Attended a luncheon seminar put on by Thinktech Hawaii. The topic was on housing in Hawaii, and how to keep up with demand. Thinktech assembled a panel of speakers consisting of major condomomiium and home construction developers, HCDA and PRP (carpenter union) representatives, and economist Paul Brewbaker, who set the stage for the talk with a quick snapshot of where Hawaii's housing market is today, where it is going, and what needs to be done to meet demands.
According to Brewbaker, Hawaii's housing recovery is not around the corner. It is here. We are poised to experience housing demands that will very quickly outpace supply, leading to price increases that could end up in median home prices of a shocking $1,000,000 by 2018. Oahu houses are already priced at the same price they were at the peak of the last housing boom. On the cusp of Hawaii's last housing boom, Hawaii had about a year's worth of inventory on the market. Now, we have two months. Based upon current demand, the market could bear 20-30-40k in new housing. Even if all of the currently planned condominium developments come to fruition, we are looking at about 5k in additional housing. Without available housing our economy will suffer, because businesses cannot relocate or sustain themselves without available housing for talented employees.
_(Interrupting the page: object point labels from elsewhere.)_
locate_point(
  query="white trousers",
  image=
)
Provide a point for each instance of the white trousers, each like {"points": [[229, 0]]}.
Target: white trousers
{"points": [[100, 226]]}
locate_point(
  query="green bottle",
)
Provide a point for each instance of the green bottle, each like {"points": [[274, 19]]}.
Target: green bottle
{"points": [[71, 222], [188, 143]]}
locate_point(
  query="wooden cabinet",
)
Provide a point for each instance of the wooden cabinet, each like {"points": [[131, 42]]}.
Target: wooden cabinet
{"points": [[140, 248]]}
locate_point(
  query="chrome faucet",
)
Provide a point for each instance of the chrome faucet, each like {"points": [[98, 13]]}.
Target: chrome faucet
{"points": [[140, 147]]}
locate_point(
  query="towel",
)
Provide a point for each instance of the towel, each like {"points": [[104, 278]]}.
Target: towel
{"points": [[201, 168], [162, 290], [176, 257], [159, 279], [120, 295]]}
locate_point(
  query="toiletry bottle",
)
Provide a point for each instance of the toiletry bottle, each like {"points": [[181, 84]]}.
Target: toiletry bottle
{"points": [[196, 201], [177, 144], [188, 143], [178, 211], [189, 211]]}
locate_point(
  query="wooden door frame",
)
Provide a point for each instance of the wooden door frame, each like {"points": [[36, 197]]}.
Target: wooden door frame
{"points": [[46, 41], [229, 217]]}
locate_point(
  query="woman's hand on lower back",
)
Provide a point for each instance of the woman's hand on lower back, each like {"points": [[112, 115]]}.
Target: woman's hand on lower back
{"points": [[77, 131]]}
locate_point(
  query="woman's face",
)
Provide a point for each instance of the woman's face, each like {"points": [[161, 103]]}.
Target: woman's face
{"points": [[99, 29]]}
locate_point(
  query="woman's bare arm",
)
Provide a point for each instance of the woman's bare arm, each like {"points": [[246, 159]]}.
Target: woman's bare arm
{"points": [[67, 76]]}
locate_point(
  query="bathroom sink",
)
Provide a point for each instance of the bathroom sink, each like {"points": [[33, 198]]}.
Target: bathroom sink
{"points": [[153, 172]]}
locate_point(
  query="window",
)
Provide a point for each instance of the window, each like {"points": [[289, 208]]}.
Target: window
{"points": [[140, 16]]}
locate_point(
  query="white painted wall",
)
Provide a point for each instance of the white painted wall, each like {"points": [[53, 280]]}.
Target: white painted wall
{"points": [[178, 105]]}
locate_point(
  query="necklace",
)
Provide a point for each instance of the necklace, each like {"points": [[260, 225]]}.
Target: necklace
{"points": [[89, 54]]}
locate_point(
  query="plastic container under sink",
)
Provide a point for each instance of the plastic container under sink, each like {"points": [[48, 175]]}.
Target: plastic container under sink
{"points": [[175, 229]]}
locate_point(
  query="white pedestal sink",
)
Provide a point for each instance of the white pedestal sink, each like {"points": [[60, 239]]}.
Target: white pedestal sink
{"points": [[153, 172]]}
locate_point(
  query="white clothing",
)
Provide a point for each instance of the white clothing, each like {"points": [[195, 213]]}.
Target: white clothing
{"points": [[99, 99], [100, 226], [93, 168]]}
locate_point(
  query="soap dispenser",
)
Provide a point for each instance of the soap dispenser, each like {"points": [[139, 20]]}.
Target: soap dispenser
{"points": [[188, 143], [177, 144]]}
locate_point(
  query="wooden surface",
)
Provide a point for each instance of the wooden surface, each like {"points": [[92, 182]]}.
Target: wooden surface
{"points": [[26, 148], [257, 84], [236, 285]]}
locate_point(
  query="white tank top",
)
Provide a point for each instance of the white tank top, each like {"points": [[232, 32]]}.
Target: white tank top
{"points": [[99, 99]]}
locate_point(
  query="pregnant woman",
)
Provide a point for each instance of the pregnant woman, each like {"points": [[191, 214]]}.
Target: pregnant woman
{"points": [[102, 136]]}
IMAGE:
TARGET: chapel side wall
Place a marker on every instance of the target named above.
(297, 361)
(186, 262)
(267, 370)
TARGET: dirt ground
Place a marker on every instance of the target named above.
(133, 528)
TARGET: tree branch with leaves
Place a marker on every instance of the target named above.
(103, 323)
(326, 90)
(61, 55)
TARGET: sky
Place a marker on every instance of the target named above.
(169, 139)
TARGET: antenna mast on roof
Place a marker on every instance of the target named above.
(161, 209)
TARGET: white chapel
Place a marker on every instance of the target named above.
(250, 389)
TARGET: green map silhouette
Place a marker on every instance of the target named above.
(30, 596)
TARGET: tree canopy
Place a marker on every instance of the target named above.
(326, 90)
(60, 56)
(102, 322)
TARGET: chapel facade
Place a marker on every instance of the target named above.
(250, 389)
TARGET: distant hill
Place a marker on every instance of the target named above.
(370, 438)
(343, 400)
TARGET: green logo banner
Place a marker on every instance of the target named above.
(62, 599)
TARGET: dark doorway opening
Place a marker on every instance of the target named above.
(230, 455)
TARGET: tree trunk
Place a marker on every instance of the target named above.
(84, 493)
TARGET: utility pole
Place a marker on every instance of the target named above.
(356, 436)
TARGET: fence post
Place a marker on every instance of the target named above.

Against this backdrop of statistics, four major developers, the HCDA, and PRP, offered their perspective on Hawaii housing and what must be done to meet the ever growing need of Hawaii's residents. The major consensus was that the only think holding up developers from building more homes was the difficulty of working in Hawaii. Construction costs, labor pools, state and county regulations, and litigation, are all potential roadblocks, sset against existing and expected demand. High-rise construction in Kakaako, within the urban core, encouraging walking communities, has long been a plan of the HCDA and it appears it may finally be coming to fruition.
In the meantime, however, Kakaako residents are not excited about planned new construction within their neighborhood. They met with lawmakers to express their concerns and see what can be done. This conflict will likely grow as more projects come online.